- Active: 1957–present
- Country: India
- Allegiance: India
- Branch: Indian Army
- Type: Cavalry
- Size: Regiment
- Nickname: Tresath
- Mottos: पराक्रम ही धर्म है Parakram Hi Dharam Hai (Valour is but Duty)
- Battle honours: Battle Honour Bogra Theatre Honour East Pakistan

Commanders
- Colonel of the Regiment: Lieutenant General Devendra Sharma
- Notable commanders: Lt Gen SPM Tripathi PVSM, AVSM Lt Gen Shamsher Singh Mehta, PVSM, AVSM & Bar, VSM Lt Gen JS Varma, PVSM, AVSM, ADC Lt Gen Kamal Jit Singh, PVSM, AVSM & Bar

Insignia
- Abbreviation: 63 Cav

= 63rd Cavalry (India) =

Indian Army regiment

63rd Cavalry is an armoured regiment of the Indian Army.

==Raising==
It was raised on 2 January 1957 at Alwar, Rajasthan. Lieutenant Colonel Harmandar Singh (later Brigadier) was the first commanding officer. The third armoured regiment to be raised under the government sanctions of 1956, the regiment was initially equipped with two squadrons of Stuart Mk VI tanks and a squadron of Humber Mk 4 armoured cars. The ranks were raised from various armoured regiments and consists of Rajputs, Jats, Sikhs.

==Independent squadron==
In April 1958, the Humber squadron proceeded to Khanabal in Kashmir for a tour of duty till July 1959. The Humber squadron was later hived off as an independent reconnaissance squadron. This ‘5 Independent Squadron’ of 63rd Cavalry served in 1960-61 in the Congo Crisis as part of 99th Indian Infantry Brigade under the ONUC peacekeeping mission of the United Nations. An integral squadron was re-raised with Daimler Armoured Cars in August 1961

==Operations==
- United Nations Operation in the Congo
In 1961, one squadron under Major MS Padda, AVSM was sent to Congo as part of the United Nation forces. In 1962, the squadron was replaced by another under Major Moti Singh. Both squadrons won a total of 13 gallantry awards.

- Sino-Indian War
The regiment operated under IV Corps in October 1962 during the war and remained in the sector till October 1963. One troop with Humber Armoured Cars was inducted in Chushul sector in Ladakh.

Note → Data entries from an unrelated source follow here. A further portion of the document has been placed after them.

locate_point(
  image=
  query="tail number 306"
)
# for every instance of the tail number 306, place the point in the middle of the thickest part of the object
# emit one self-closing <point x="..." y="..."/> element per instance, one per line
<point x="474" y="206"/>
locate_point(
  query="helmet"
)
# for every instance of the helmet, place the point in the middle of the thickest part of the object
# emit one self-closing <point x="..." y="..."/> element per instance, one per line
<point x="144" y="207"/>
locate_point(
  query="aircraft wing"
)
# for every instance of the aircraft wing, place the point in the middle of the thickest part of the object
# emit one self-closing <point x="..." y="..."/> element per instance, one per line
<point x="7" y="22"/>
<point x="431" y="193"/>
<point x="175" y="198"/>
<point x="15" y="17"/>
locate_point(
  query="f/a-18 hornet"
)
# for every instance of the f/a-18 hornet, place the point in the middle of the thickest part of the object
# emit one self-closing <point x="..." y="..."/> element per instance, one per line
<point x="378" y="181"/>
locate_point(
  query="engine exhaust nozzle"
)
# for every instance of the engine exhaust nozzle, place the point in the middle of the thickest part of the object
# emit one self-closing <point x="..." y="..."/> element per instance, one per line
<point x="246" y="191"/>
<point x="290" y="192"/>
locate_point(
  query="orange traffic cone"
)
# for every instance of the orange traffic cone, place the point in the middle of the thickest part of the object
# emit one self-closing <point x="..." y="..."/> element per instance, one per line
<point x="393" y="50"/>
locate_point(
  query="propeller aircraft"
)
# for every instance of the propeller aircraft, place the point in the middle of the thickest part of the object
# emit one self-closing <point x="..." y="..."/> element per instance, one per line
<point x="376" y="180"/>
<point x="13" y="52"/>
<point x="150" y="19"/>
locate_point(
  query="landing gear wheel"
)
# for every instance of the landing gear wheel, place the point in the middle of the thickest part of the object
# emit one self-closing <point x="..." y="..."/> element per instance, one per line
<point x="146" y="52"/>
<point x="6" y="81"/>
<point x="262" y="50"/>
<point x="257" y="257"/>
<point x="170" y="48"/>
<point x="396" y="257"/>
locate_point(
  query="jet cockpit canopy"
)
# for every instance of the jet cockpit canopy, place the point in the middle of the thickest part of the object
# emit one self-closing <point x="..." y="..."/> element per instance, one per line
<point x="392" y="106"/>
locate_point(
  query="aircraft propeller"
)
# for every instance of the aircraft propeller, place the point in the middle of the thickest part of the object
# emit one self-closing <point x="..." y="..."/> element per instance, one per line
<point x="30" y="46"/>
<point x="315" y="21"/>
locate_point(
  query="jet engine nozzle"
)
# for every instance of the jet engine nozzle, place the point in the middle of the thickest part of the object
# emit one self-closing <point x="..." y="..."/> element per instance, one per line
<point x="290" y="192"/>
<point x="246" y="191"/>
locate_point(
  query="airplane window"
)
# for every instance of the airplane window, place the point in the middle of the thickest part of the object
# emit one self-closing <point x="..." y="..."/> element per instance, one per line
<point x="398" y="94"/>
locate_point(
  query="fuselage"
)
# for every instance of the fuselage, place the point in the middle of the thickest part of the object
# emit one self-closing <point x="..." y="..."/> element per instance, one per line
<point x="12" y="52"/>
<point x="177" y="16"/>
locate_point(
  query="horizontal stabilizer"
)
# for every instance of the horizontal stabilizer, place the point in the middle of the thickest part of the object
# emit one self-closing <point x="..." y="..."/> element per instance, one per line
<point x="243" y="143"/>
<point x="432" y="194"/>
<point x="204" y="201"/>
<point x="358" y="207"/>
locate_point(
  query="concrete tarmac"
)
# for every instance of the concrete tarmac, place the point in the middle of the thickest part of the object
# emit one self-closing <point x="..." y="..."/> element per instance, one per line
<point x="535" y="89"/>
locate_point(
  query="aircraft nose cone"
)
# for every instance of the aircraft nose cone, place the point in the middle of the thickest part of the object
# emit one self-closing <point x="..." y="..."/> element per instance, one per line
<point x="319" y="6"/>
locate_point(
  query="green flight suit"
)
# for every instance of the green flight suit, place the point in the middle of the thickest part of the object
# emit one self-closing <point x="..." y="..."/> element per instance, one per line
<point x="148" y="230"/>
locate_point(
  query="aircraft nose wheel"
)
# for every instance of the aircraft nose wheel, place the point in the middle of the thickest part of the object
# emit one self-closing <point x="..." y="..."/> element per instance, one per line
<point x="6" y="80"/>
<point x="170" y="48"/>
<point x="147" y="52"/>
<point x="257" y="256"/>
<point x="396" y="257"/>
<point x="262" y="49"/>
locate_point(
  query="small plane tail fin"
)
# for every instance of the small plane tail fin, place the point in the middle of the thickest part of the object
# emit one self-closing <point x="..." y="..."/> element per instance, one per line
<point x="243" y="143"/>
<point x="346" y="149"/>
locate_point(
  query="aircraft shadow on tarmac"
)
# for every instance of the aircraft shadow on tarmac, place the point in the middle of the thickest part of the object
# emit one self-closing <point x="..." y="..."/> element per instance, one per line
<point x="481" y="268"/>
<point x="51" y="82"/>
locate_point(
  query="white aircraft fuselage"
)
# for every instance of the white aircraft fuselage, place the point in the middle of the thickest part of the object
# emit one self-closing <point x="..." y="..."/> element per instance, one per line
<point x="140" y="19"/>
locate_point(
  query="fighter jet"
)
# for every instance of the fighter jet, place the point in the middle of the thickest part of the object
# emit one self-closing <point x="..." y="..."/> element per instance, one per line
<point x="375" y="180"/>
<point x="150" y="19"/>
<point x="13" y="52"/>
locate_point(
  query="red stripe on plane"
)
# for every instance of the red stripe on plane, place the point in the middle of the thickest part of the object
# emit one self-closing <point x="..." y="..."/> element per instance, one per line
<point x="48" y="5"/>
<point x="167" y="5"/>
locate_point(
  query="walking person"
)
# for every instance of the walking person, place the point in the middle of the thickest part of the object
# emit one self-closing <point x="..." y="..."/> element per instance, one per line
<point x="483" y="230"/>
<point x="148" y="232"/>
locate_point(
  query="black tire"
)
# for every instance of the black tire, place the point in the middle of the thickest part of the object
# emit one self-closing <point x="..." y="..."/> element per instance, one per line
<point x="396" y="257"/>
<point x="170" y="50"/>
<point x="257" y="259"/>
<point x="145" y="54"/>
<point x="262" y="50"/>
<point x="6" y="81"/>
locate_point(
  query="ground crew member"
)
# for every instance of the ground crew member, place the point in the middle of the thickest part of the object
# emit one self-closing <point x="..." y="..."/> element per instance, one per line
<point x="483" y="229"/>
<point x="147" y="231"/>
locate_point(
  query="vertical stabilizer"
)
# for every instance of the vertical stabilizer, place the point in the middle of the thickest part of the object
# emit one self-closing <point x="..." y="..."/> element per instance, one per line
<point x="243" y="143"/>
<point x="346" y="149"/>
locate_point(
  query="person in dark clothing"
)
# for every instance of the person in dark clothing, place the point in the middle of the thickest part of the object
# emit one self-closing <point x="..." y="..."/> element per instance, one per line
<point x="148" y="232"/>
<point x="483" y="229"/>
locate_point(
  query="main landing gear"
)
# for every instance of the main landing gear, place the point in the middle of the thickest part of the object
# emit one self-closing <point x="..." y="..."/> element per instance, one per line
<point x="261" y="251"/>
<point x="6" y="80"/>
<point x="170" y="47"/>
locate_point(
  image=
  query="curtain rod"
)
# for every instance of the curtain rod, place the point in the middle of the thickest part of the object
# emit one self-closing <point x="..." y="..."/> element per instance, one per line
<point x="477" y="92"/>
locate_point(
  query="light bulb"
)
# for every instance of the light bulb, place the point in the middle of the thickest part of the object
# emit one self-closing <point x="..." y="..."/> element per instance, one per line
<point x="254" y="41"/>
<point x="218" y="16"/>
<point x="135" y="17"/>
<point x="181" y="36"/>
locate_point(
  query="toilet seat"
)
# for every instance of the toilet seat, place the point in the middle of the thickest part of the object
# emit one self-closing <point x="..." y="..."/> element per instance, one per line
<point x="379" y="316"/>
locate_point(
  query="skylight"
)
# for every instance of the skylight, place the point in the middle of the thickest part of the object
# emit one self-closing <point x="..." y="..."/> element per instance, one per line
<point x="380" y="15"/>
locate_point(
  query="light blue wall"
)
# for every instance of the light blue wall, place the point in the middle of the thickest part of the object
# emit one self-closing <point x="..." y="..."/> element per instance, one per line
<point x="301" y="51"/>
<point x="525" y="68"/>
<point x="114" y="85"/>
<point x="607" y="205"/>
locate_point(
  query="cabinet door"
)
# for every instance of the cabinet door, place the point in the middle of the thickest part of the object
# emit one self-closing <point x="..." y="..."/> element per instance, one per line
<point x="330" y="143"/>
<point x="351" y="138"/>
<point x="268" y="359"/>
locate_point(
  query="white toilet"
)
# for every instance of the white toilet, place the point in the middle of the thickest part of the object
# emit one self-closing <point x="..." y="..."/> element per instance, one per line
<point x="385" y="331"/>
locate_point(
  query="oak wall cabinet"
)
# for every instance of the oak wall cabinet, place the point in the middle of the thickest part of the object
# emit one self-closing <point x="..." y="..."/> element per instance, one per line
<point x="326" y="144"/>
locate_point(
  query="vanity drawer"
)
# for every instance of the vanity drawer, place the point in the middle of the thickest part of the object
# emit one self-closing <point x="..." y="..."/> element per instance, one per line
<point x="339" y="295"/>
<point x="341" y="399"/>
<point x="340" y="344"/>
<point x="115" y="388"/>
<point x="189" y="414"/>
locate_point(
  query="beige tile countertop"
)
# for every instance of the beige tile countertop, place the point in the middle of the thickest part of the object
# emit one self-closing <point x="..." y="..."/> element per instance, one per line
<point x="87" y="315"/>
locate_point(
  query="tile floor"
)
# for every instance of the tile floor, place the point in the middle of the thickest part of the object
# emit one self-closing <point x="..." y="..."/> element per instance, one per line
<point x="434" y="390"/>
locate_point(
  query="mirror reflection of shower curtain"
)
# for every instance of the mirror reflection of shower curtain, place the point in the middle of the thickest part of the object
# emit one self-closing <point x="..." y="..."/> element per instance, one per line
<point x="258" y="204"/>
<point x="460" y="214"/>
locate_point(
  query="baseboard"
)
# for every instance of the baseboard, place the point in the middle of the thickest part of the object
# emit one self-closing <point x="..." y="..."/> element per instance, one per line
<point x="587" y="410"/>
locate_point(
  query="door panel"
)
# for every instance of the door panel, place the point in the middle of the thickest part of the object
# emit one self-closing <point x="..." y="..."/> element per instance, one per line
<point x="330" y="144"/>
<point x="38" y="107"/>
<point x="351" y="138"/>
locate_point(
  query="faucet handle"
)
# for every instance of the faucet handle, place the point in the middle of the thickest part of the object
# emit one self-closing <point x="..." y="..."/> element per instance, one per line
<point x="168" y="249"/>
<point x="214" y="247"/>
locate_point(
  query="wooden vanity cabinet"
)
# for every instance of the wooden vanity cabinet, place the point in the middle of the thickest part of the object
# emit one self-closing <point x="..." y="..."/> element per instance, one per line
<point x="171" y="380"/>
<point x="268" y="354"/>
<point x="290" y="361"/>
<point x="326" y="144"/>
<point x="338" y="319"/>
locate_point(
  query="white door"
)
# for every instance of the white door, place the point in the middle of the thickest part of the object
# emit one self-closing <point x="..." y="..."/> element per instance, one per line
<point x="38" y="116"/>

- Indo-Pakistani War of 1971
In 1971, the regiment was re-equipped with T-55 tanks and PT-76 amphibious tanks, participating in combat operations in the Bangladesh front of the Indo-Pakistani War of 1971, entering Dacca in the final stages of the campaign. The tendency of 63rd Cavalry's tanks to appear from any of the four cardinal directions led to the enemy giving it the epithet of the "ghost" regiment.

Bogra was an important road and rail hub in the northwest of erstwhile East Pakistan defended by troops of Pakistani 16 Infantry Division. Bogra was assaulted by formations of 20 Infantry Division of the Indian Army. A squadron of 63rd Cavalry supported the successful assault of the 2nd battalion, 5th Gorkha Rifles in the cantonment area on 14 and 15 December 1971, for which the regiment was awarded the battle honour "Bogra" and the theatre honour "East Pakistan 1971". It won 8 gallantry awards for the 1971 operations. To date, troops of 63rd Cavalry have earned more than 50 awards including the Vir Chakra and Sena medal for gallantry under fire and the Param Vishisht Seva Medal for distinguished service.

- Counter insurgency operations
5 Independent Squadron, equipped with Ferret scout cars was deployed in a counter insurgency role between 1963 and 1971 in Mizo Hills, Naga Hills, Manipur and Tripura.

The regiment took part in anti-terrorist operations in Punjab between January 1993 and April 1996. It took part in Operation Rakshak between May 2002 and December 2005.

- Other operations
It took part in Operation Trident as part of 1 Armoured Division in the Western sector. It took part in Operation Parakram in Jammu and Kashmir.

==Presentation of Guidon==
The regiment celebrated its Silver Jubilee on 2 January 1982 on which occasion it was presented with a guidon by the then President of India, Neelam Sanjiva Reddy. A first day cover was released during the Golden Jubilee celebrations in Roorkee.

==Regimental insignia==
The Regimental cap badge consists of a tank with a scroll below with the words '63 Cavalry'.

The motto of the regiment is पराक्रम ही धर्म है (Parakram Hi Dharam Hai), which translates to Valour is but Duty.